Está em causa, como resulta das alegações da recorrente, a violação de um desses princípios, a saber, a retroactividade do imposto.
Aceita, é certo, o recorrente que as participações sociais foram alienadas na vigência da norma aqui em causa.
Porém, defende que a aquisição foi efectuada anteriormente, sendo que “as mais e menos valias têm a sua origem num facto tributário complexo, constituído por dois actos – uma compra e uma venda”.

Não tem, a nosso ver o recorrente qualquer razão.
Não estamos perante um facto tributário complexo. Facto tributário aqui relevante é sim a venda. Ora, à data, estava em vigor o citado diploma legal, pelo que patentemente não estamos perante qualquer retroactividade da lei.
A retroactividade pressupunha que se estivesse perante um facto complexo de formação sucessiva, o que não tem sustentação na hipótese dos autos.

3.2. Do princípio da segurança jurídica.

Tem este princípio tradução constitucional no art. 2º da CRP.
Como ensina Casalta Nabais Direito Fiscal, 2ª Edição, pág. 144 e ss. este princípio limita o legislador em dois sentidos (na edição de normas retroactivas desfavoráveis e na livre revogabilidade e alterabilidade das leis fiscais (favoráveis).
Já vimos que a própria Constituição impede a retroactividade do imposto, pelo que o primeiro dos pressupostos está ultrapassado
Até porque, como dissemos supra, não há retroactividade do imposto.
E não se pode falar em diversificados e onerosos deveres ou obrigações fiscais, de natureza acessória.
Ao invés, afigura-se-nos que o legislador, com uma outra visão das coisas, porventura temporal e circunstancial, alterou o critério da dedução fiscal da diferença entre mais e menos valias.
Não vemos assim que tenha sido violada o princípio da tutela da confiança dos contribuintes.

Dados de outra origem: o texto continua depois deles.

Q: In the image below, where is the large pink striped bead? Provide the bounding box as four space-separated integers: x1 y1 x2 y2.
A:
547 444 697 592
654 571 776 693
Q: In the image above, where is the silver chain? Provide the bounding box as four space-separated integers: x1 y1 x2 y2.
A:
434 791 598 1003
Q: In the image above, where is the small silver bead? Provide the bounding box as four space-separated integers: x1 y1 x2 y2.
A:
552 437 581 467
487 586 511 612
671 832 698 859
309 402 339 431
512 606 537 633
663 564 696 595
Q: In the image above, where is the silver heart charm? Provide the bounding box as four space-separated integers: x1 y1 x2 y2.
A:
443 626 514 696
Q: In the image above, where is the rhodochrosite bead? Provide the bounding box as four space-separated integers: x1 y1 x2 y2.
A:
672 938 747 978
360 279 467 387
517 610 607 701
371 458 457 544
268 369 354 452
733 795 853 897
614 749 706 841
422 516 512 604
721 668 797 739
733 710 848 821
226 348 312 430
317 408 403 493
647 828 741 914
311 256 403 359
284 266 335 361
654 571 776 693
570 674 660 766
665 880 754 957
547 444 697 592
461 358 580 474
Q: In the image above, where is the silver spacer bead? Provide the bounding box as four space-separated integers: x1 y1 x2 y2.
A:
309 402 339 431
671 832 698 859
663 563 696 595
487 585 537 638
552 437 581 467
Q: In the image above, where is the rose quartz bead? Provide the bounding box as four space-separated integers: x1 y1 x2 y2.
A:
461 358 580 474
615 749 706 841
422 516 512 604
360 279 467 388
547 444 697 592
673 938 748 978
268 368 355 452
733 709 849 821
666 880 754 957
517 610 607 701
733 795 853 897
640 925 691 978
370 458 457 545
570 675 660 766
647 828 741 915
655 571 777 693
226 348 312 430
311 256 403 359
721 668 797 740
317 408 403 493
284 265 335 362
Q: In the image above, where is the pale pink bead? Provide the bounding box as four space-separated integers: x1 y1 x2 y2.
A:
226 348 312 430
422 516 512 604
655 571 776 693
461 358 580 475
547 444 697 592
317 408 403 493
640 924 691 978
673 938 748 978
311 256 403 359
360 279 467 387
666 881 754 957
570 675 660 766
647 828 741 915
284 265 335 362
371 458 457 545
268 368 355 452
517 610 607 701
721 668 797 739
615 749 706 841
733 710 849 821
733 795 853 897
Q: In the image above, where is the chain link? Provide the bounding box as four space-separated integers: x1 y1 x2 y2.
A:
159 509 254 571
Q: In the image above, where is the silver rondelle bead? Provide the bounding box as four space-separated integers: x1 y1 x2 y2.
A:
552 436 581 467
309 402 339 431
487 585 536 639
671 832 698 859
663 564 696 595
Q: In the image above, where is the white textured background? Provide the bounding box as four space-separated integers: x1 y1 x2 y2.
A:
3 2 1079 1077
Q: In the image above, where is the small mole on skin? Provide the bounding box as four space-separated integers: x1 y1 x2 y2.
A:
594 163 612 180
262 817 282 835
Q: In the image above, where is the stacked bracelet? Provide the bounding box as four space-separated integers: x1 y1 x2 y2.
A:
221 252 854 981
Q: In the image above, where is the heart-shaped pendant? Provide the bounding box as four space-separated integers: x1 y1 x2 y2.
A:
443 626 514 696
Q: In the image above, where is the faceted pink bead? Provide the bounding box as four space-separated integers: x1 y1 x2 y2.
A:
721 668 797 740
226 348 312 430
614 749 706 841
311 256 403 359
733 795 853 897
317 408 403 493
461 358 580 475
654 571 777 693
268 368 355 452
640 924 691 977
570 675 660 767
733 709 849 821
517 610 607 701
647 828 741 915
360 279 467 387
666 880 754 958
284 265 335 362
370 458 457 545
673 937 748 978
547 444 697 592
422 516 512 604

3.3. Da alegada violação do art. 104º, 2, da CRP.

Dispõe este normativo constitucional que “a tributação das empresas incide fundamentalmente sobre o seu rendimento real”.
Pois bem.
Anotemos que a lei não diz que a tributação incide unicamente sobre o rendimento real.
Se o dissesse, aí sim, poderíamos constatar a existência de uma inconstitucionalidade.
Mas não.
Como bem refere o EPGA, a expressão rendimento real opõe-se a rendimento normal e não a rendimento presumido, sendo que no CIRC se contêm vários exemplos de custos contabilísticos que não são considerados custos fiscais.
Não ocorre assim a violação deste preceito constitucional.

4. Face ao exposto, acorda-se em negar provimento ao recurso.
Custas pelo recorrente, fixando-se a procuradoria em 1/6.

Lisboa, 20 de Maio de 2009. Lúcio Barbosa (relator) - Jorge Lino - Isabel Marques da Silva.